I am trying write a sequential processing pipeline in Go using a simple fake example. It traverse a fake directory and run some conversion. So there is a string channel that is shared between them. After a function writes data, the 2nd function reads it.
Seems to me that it only works and works sequentially too, when i place a go keyword in front of WalkFakeDirectory function as shown in code example below (playground).
Would really appreciate if anyone can explain how this works?
package main
import (
"fmt"
"strings"
"sync"
"time"
)
func main() {
done := make(chan int)
path := make(chan string)
defer close(done)
//var wg sync.WaitGroup - Not working too
//wg.Add(1)
fmt.Println("walking file path")
go WalkFakeDirectoy(done, path)
//wg.Add(1)
ConvertToUpperCase(path, done)
//wg.Wait()
fmt.Println("done!")
//time.Sleep(2000) // Not working
}
func ConvertToUpperCase(files chan string, done chan int) {
for file := range files {
fmt.Println("converting data data", strings.ToUpper(file))
}
}
func WalkFakeDirectoy(done chan int, path chan<- string) {
func() {
list := []string{"abc", "def", "fgh", "ijk", "mnn"}
for _, file := range list {
fmt.Println("getting data", file)
path <- file
time.Sleep(3000)
}
}()
}
This Go blog post about pipelines should have enough information to build your own. The gist of it is a code sample:
func gen(nums ...int) <-chan int {
out := make(chan int)
go func() {
for _, n := range nums {
out <- n
}
close(out)
}()
return out
}
func sq(in <-chan int) <-chan int {
out := make(chan int)
go func() {
for n := range in {
out <- n * n
}
close(out)
}()
return out
}
func sample_pipeline() {
// Set up the pipeline.
c := gen(2, 3)
out := sq(c)
out2 := sq(out)
// Consume the output.
for o := range out2 {
fmt.Println(o)
}
}
func main() {
sample_pipeline()
}
sq
is a pipeline stage - it takes a channel with inputs and returns a channel with outputs (squared values of inputs). sample_pipeline
sets up a two-stage pipeline and connects a generator with two values to it.

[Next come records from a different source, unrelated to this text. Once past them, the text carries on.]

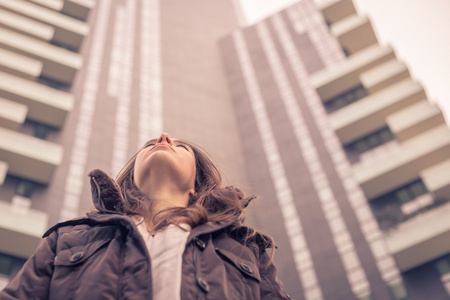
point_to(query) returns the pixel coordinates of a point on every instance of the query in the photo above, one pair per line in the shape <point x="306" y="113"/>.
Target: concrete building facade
<point x="350" y="143"/>
<point x="326" y="126"/>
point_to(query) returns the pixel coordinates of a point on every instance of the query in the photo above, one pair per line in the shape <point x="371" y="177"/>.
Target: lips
<point x="163" y="145"/>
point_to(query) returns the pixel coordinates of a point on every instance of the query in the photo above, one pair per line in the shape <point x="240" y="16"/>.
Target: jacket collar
<point x="107" y="198"/>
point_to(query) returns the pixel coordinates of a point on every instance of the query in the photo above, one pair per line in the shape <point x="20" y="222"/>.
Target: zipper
<point x="121" y="258"/>
<point x="200" y="282"/>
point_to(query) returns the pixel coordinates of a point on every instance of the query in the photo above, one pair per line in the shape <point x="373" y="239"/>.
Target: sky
<point x="417" y="30"/>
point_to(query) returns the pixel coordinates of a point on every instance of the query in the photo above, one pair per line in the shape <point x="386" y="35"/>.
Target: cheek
<point x="138" y="172"/>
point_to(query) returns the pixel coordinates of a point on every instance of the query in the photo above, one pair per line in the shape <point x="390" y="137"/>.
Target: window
<point x="346" y="98"/>
<point x="41" y="131"/>
<point x="24" y="188"/>
<point x="373" y="140"/>
<point x="398" y="290"/>
<point x="410" y="191"/>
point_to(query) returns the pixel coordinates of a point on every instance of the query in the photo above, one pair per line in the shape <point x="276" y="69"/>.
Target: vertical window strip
<point x="355" y="273"/>
<point x="150" y="98"/>
<point x="306" y="15"/>
<point x="122" y="122"/>
<point x="372" y="234"/>
<point x="78" y="157"/>
<point x="115" y="62"/>
<point x="302" y="255"/>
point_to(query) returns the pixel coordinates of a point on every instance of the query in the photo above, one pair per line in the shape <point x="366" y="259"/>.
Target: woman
<point x="164" y="229"/>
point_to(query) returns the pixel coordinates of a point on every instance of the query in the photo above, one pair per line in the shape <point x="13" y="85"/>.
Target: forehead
<point x="174" y="140"/>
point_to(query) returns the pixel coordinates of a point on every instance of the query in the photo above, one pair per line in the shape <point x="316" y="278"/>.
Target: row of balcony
<point x="391" y="100"/>
<point x="39" y="43"/>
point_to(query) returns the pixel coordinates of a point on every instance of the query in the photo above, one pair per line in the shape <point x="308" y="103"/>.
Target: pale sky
<point x="418" y="30"/>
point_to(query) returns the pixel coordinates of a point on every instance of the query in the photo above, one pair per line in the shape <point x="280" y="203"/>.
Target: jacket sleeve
<point x="33" y="280"/>
<point x="270" y="287"/>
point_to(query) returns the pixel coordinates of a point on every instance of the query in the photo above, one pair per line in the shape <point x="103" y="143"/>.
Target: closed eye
<point x="183" y="146"/>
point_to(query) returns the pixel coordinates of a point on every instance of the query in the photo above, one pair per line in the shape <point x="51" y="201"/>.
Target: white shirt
<point x="166" y="249"/>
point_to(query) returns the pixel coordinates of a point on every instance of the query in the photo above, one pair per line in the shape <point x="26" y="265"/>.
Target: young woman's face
<point x="166" y="159"/>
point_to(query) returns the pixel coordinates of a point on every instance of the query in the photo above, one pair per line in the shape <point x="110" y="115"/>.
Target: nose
<point x="164" y="138"/>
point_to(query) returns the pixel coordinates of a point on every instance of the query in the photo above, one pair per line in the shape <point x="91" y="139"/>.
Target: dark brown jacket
<point x="103" y="256"/>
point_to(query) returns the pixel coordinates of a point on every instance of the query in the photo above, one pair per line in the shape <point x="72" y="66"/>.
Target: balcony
<point x="68" y="31"/>
<point x="58" y="64"/>
<point x="76" y="8"/>
<point x="354" y="33"/>
<point x="437" y="179"/>
<point x="24" y="25"/>
<point x="3" y="172"/>
<point x="386" y="173"/>
<point x="45" y="104"/>
<point x="414" y="120"/>
<point x="12" y="114"/>
<point x="29" y="157"/>
<point x="19" y="65"/>
<point x="336" y="10"/>
<point x="22" y="229"/>
<point x="345" y="75"/>
<point x="367" y="115"/>
<point x="384" y="75"/>
<point x="421" y="239"/>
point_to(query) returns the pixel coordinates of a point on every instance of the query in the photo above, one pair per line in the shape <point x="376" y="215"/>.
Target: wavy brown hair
<point x="211" y="202"/>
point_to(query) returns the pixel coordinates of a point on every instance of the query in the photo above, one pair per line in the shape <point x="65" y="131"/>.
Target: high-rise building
<point x="346" y="152"/>
<point x="84" y="84"/>
<point x="349" y="158"/>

Note importantly how the finishing is done - each pipeline stage is a goroutine that does the pipeline stage work (wait for new data from input pipe, process it, send output). When the input pipe of each stage is done (range loop on channel stops) it closes its own channel. Closing a channel is the canonical way of signaling "this channel is done" in Go.